Dear Alice,

I am a 22-year-old male grad student, now starting my second semester at in graduate school. I have been doing very well academically, but my studies and my work-study job leave me absolutely no time for a social life! I have not been on a date since I got here; though I meet a lot of interesting people, and am in the habit of collecting their phone numbers. However, I can never seem to find any time to spend with them. Sometimes this really depresses me. I have noticed that I have lately been smoking much more heavily than I used to.

Always in a rush to get something done

Dear Always in a rush to get something done,

Among the piles of books that need to be read, papers that need to be written, tests that need to be studied for, and jobs that need to be worked, how on earth does one go about dating and having an active social life? School work (professors, colleagues, TAs, looming assignments, etc.) calls out for your attention. Loudly. So do work study jobs. Current friends, partners, pets, and neglected family members also will hail for your time and attention. But new people in your life, and those whom you have not yet met, do not make such demands. To make time for these will require some additional initiative on your part. In other words, try to notice how much of a priority new friends or prospective dates are for you right now. It may change on a regular basis, but when you notice it spiking for you, here are some tips to create time and space for these new opportunities.

  • The good news is that you are meeting people and collecting phone numbers. To turn these numbers into something more meaningful for you, try making a commitment to call one of these people once during the week.
  • Consider using that phone call to plan a time to get together with the person. If you’re too busy, make it a study date or meet over a meal (studying and eating are probably activities you would be doing anyway).
  • Notice your feelings of depression. Do they abate some when you have social interaction? Use this as “positive reinforcement” for yourself. You’re probably more productive at school when you’re happier. But that aside, you deserve some social interaction and some down time. Reward yourself for getting things done by building quality relationships, even if it happens slowly over time, as little as once a week.

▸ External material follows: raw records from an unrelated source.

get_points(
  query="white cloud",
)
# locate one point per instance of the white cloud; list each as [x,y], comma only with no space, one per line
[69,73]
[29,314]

You also mention smoking more in response to stress. This is quite common because nicotine provides the illusion of lessening some of the negative feelings or behaviors associated with stress (e.g., anxiety, irritability, anger). Physiologically speaking, though, your body becomes more “stressed” due to smoking: blood vessels constrict, less oxygen flows to your brain, heart rate and blood pressure increase, and of course, lungs suffer, as well. “Smoke breaks” often result in stress making it harder to quit. “I’ll never be able to step away from my work without the excuse of a smoke break,” think many of the stressed, smoking masses. If this is the case for you, see if you may find other excuses (such as self care, your sanity, a snack, a walk, a social phone call) to take a break. If you can, try to structure your social time in ways that don’t reinforce or encourage smoking.

School may put a damper on the social life, but it doesn’t have to eliminate it altogether. Browse through other Q&As in the Go Ask Alice! Stress & Anxiety for more time management tips. Juggling dating and social activities with all your other commitments may seem impossible, but with some planning, you can do it. Elevating your mood is reason enough to give it the ol’ “grad student try.”